During excavation, some pre-war buildings' infrastructure was found which was not marked on the topographic survey. These issues have been dealt with. The project includes construction of the overpass East from Oktyabrsky island and from the street.

== Tournament results ==
=== 2018 FIFA World Cup ===
Kaliningrad Stadium hosted four games for the 2018 FIFA World Cup.

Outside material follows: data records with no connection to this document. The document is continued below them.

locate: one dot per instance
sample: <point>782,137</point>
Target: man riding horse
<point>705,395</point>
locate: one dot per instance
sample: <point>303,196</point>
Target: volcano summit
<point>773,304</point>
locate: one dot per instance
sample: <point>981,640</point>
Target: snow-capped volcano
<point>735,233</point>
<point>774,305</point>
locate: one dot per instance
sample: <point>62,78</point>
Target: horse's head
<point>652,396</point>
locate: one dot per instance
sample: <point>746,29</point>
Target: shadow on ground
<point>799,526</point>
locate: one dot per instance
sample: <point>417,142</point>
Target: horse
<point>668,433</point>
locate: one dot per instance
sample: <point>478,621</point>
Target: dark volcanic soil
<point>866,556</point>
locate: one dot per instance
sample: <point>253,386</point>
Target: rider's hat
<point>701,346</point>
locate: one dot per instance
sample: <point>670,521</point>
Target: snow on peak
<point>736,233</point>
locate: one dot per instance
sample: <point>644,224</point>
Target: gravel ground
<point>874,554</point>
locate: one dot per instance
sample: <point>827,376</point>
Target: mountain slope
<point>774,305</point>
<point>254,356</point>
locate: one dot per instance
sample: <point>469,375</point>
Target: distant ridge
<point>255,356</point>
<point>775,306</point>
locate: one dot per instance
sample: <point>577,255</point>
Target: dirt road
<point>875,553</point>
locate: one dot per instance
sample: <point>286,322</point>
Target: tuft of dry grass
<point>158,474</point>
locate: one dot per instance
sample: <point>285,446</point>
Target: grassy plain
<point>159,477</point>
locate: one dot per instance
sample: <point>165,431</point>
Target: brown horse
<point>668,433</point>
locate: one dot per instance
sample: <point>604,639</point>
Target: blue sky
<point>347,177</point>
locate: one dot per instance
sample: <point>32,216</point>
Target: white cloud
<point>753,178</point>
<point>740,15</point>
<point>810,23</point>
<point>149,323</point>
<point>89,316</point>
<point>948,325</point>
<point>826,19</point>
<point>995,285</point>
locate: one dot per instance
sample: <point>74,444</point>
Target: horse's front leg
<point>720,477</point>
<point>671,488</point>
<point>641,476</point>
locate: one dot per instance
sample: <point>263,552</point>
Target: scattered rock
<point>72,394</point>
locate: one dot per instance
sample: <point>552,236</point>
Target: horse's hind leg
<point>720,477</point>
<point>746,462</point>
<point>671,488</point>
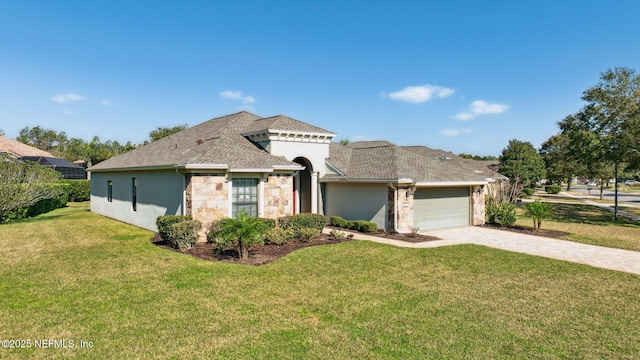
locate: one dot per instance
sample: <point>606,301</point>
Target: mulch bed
<point>264,254</point>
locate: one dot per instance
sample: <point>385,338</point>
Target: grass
<point>590,225</point>
<point>73,275</point>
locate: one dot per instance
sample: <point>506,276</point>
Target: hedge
<point>43,206</point>
<point>165,222</point>
<point>79,190</point>
<point>357,225</point>
<point>184,235</point>
<point>552,189</point>
<point>299,221</point>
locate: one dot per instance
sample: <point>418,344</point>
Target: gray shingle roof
<point>16,148</point>
<point>480,167</point>
<point>217,141</point>
<point>282,122</point>
<point>382,160</point>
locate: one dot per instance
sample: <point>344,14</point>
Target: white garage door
<point>440,208</point>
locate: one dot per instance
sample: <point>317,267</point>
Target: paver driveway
<point>597,256</point>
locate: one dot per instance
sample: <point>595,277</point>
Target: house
<point>277,166</point>
<point>21,151</point>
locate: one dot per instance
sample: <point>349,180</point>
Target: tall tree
<point>43,139</point>
<point>558,159</point>
<point>521,163</point>
<point>162,132</point>
<point>606,130</point>
<point>24,183</point>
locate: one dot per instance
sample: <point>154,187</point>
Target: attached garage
<point>440,208</point>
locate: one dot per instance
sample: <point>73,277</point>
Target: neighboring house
<point>277,166</point>
<point>22,151</point>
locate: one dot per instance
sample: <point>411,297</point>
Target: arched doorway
<point>302,187</point>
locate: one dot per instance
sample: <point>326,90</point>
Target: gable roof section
<point>384,161</point>
<point>216,143</point>
<point>284,123</point>
<point>18,149</point>
<point>479,167</point>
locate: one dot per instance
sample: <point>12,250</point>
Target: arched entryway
<point>303,187</point>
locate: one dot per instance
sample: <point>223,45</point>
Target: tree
<point>521,163</point>
<point>162,132</point>
<point>538,211</point>
<point>43,139</point>
<point>477,157</point>
<point>559,161</point>
<point>24,183</point>
<point>606,130</point>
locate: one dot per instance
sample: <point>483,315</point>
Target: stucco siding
<point>157,193</point>
<point>358,202</point>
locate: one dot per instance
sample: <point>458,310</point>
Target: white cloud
<point>480,107</point>
<point>237,95</point>
<point>454,132</point>
<point>420,94</point>
<point>248,100</point>
<point>230,94</point>
<point>67,98</point>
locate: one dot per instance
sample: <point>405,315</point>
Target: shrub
<point>306,220</point>
<point>79,190</point>
<point>243,232</point>
<point>552,189</point>
<point>538,211</point>
<point>367,226</point>
<point>502,214</point>
<point>337,221</point>
<point>337,234</point>
<point>165,222</point>
<point>268,223</point>
<point>184,235</point>
<point>278,236</point>
<point>307,234</point>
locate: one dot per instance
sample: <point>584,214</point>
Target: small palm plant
<point>538,211</point>
<point>243,231</point>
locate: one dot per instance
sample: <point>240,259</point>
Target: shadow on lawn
<point>586,214</point>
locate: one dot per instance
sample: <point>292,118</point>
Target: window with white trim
<point>244,197</point>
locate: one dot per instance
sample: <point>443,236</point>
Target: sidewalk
<point>597,256</point>
<point>609,207</point>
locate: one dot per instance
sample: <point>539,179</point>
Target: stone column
<point>314,193</point>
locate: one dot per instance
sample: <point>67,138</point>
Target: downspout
<point>184,192</point>
<point>395,207</point>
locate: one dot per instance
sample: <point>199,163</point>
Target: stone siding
<point>405,210</point>
<point>477,205</point>
<point>207,199</point>
<point>278,196</point>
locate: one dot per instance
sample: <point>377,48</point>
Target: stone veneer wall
<point>477,205</point>
<point>207,199</point>
<point>278,196</point>
<point>405,211</point>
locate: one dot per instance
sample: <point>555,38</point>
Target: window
<point>245,197</point>
<point>134,194</point>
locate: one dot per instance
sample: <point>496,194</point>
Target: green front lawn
<point>590,225</point>
<point>73,275</point>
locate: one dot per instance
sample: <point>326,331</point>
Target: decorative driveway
<point>597,256</point>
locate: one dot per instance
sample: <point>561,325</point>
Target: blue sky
<point>464,76</point>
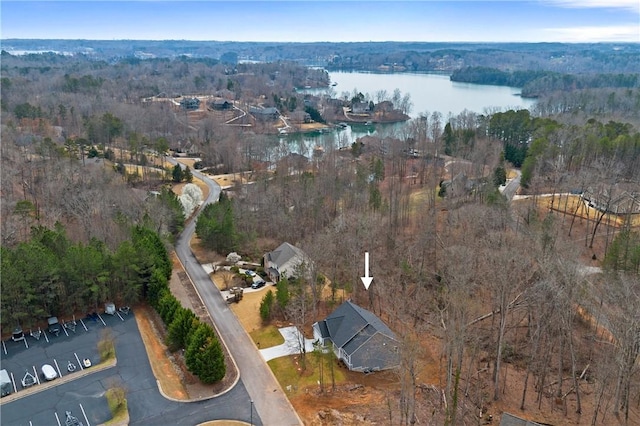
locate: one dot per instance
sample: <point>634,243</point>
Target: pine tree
<point>187,176</point>
<point>204,356</point>
<point>179,328</point>
<point>177,173</point>
<point>266,305</point>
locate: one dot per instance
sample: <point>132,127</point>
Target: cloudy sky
<point>336,21</point>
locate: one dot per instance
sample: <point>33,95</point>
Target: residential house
<point>511,420</point>
<point>283,261</point>
<point>221,104</point>
<point>299,117</point>
<point>359,338</point>
<point>190,103</point>
<point>360,108</point>
<point>270,113</point>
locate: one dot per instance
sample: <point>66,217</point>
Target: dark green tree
<point>182,323</point>
<point>266,305</point>
<point>177,174</point>
<point>282,294</point>
<point>187,176</point>
<point>204,356</point>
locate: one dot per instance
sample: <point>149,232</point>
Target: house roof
<point>511,420</point>
<point>284,253</point>
<point>350,326</point>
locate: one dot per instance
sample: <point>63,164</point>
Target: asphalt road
<point>145,403</point>
<point>269,401</point>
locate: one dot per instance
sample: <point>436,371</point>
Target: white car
<point>48,372</point>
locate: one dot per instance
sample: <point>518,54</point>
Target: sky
<point>334,21</point>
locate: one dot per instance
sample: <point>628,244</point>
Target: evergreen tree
<point>204,356</point>
<point>266,305</point>
<point>187,176</point>
<point>212,367</point>
<point>181,324</point>
<point>177,174</point>
<point>282,294</point>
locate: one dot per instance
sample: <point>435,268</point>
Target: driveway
<point>292,344</point>
<point>269,400</point>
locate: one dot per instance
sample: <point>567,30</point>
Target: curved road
<point>269,401</point>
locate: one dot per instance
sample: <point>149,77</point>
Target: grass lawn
<point>289,372</point>
<point>267,337</point>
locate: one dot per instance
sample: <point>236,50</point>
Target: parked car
<point>54,325</point>
<point>48,372</point>
<point>5,383</point>
<point>110,308</point>
<point>258,284</point>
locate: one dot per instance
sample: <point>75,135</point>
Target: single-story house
<point>511,420</point>
<point>360,107</point>
<point>190,103</point>
<point>221,104</point>
<point>359,338</point>
<point>269,113</point>
<point>283,261</point>
<point>300,117</point>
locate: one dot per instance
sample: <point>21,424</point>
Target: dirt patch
<point>248,309</point>
<point>166,371</point>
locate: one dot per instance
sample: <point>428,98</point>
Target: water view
<point>429,93</point>
<point>432,92</point>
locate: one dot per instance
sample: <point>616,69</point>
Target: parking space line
<point>85,415</point>
<point>79,363</point>
<point>15,390</point>
<point>57,368</point>
<point>35,373</point>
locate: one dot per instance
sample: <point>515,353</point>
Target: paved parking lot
<point>82,392</point>
<point>46,402</point>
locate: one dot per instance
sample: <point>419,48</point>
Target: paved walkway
<point>291,345</point>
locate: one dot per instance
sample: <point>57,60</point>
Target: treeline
<point>534,83</point>
<point>51,275</point>
<point>535,143</point>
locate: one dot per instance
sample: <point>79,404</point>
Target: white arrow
<point>366,280</point>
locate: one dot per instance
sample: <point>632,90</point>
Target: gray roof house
<point>283,261</point>
<point>511,420</point>
<point>359,338</point>
<point>269,113</point>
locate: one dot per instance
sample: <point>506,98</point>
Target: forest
<point>505,286</point>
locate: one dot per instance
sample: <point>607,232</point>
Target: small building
<point>270,113</point>
<point>511,420</point>
<point>300,117</point>
<point>190,103</point>
<point>360,108</point>
<point>221,104</point>
<point>283,261</point>
<point>358,338</point>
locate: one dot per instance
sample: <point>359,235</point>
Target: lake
<point>429,93</point>
<point>432,92</point>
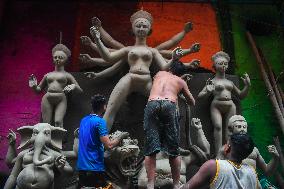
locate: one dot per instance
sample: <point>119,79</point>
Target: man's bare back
<point>166,86</point>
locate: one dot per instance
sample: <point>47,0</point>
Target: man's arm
<point>203,177</point>
<point>109,144</point>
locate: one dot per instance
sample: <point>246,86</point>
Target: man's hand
<point>95,33</point>
<point>11,137</point>
<point>60,162</point>
<point>273,151</point>
<point>32,81</point>
<point>195,47</point>
<point>124,135</point>
<point>69,88</point>
<point>210,87</point>
<point>86,41</point>
<point>177,53</point>
<point>246,79</point>
<point>186,78</point>
<point>196,123</point>
<point>96,22</point>
<point>85,58</point>
<point>187,27</point>
<point>194,64</point>
<point>90,75</point>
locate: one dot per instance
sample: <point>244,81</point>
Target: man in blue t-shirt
<point>93,137</point>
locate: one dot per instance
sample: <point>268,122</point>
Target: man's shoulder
<point>93,118</point>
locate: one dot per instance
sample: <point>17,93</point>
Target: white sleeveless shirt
<point>231,176</point>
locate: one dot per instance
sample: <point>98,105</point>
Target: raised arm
<point>175,39</point>
<point>86,59</point>
<point>207,90</point>
<point>271,167</point>
<point>194,64</point>
<point>163,63</point>
<point>33,83</point>
<point>243,93</point>
<point>186,93</point>
<point>168,53</point>
<point>202,141</point>
<point>11,153</point>
<point>203,177</point>
<point>86,41</point>
<point>107,72</point>
<point>103,51</point>
<point>107,39</point>
<point>74,153</point>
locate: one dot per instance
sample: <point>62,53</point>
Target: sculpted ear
<point>57,135</point>
<point>26,133</point>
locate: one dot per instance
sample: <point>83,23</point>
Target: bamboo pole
<point>273,82</point>
<point>266,81</point>
<point>278,147</point>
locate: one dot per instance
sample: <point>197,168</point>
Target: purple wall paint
<point>31,29</point>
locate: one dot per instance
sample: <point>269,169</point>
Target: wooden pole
<point>278,147</point>
<point>273,82</point>
<point>266,81</point>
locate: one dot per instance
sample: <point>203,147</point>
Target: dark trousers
<point>92,179</point>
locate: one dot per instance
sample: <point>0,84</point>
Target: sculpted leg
<point>231,112</point>
<point>59,113</point>
<point>216,118</point>
<point>46,110</point>
<point>150,165</point>
<point>175,170</point>
<point>117,97</point>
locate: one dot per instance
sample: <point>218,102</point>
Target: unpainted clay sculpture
<point>57,84</point>
<point>222,106</point>
<point>197,154</point>
<point>122,162</point>
<point>238,124</point>
<point>139,57</point>
<point>115,45</point>
<point>34,166</point>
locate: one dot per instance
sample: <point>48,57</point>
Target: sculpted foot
<point>150,186</point>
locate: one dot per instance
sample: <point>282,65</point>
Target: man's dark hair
<point>242,146</point>
<point>178,68</point>
<point>98,101</point>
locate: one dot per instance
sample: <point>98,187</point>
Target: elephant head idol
<point>34,166</point>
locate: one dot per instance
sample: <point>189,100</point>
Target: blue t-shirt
<point>91,149</point>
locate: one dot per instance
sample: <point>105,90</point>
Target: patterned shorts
<point>161,128</point>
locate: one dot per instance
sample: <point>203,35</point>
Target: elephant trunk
<point>38,147</point>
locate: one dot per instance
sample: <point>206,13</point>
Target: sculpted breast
<point>140,53</point>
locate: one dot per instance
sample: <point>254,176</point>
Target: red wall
<point>31,29</point>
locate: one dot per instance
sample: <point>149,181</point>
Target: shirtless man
<point>238,124</point>
<point>160,122</point>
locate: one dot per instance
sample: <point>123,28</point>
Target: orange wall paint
<point>169,19</point>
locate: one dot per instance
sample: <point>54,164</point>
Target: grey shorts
<point>161,128</point>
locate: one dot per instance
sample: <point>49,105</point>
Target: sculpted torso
<point>166,86</point>
<point>140,59</point>
<point>223,89</point>
<point>56,81</point>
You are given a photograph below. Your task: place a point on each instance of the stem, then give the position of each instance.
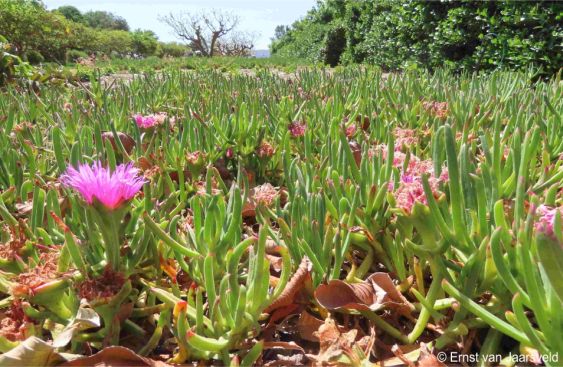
(485, 315)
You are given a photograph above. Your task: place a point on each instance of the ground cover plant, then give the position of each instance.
(321, 217)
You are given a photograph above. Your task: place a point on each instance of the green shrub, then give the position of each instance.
(34, 57)
(75, 55)
(463, 35)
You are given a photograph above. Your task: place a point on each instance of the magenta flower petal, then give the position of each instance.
(110, 188)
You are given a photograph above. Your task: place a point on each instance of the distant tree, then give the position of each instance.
(171, 49)
(145, 43)
(206, 31)
(71, 13)
(280, 31)
(236, 44)
(105, 20)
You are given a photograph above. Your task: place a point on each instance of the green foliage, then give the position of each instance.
(144, 43)
(105, 20)
(464, 35)
(11, 66)
(34, 57)
(71, 13)
(33, 30)
(171, 49)
(75, 55)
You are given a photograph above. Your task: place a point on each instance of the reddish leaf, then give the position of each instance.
(374, 293)
(115, 357)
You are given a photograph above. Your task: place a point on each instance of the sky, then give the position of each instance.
(257, 16)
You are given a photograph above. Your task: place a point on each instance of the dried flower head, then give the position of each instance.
(148, 121)
(111, 189)
(546, 220)
(265, 150)
(438, 109)
(297, 129)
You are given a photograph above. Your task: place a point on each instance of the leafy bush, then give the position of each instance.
(144, 43)
(34, 57)
(75, 55)
(171, 49)
(11, 66)
(464, 35)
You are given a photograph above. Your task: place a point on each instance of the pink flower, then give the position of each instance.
(110, 188)
(297, 129)
(404, 137)
(351, 130)
(265, 150)
(410, 188)
(146, 122)
(546, 220)
(230, 153)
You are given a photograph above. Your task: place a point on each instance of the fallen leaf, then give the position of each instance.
(375, 293)
(307, 325)
(338, 348)
(295, 284)
(115, 357)
(86, 318)
(283, 345)
(32, 352)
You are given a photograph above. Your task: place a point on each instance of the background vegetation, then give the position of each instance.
(64, 35)
(464, 35)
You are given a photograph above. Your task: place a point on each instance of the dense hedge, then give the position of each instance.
(466, 35)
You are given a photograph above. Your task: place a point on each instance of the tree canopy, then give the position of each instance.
(464, 35)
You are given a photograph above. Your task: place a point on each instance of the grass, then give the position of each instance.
(414, 207)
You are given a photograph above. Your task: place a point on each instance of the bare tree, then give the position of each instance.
(237, 44)
(204, 31)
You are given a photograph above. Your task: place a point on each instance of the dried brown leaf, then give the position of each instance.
(374, 293)
(115, 357)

| Date | Time | Team #1 | Result | Team #2 | Round | Attendance |
|---|---|---|---|---|---|---|
| 16 June 2018 | 21:00 | Croatia | 2–0 | Nigeria | Group D | 31,136 |
| 22 June 2018 | 20:00 | Serbia | 1–2 | Switzerland | Group E | 33,167 |
| 25 June 2018 | 20:00 | ESP Spain | 2–2 | Morocco Morocco | Group B | 33,973 |
| 28 June 2018 | 20:00 | England | 0–1 | BEL Belgium | Group G | 33,973 |

=== 2019 European Under-18 Rugby Union Championship ===

| Date | Time | Team #1 | Res. | Team #2 | Round | Attendance |
|---|---|---|---|---|---|---|
| 20 April 2019 | 17:00 | Russia Russia U18 | 27–38 | Portugal Portugal U18 | Bronze final | 8,100 |
| 20 April 2019 | 19:00 | Georgia Georgia U18 | 20–10 | Spain Spain U18 | Final | 9,700 |

=== 2020 Rugby Europe Championship ===

| Date | Time | Team #1 | Result | Team #2 | Round | Attendance |
|---|---|---|---|---|---|---|
| 22 February 2020 | 16:00 | Russia | 19–18 | Portugal | Championship | 11,378 |

=== 2021 Rugby Europe Championship ===

| Date | Time | Team #1 | Result | Team #2 | Round | Attendance |
|---|---|---|---|---|---|---|
| 20 March 2021 | 15:00 | Russia | 6–23 | Georgia | Championship | 9,564 |

==After the World Cup==
The seating capacity of 35,000 seats was to be reduced to 25,000 before the stadium was handed over to the football club Baltika, which had 4,000 spectators to matches in 2017. In March 2019 the federal government allocated 40 million rubles to renovate the stadium.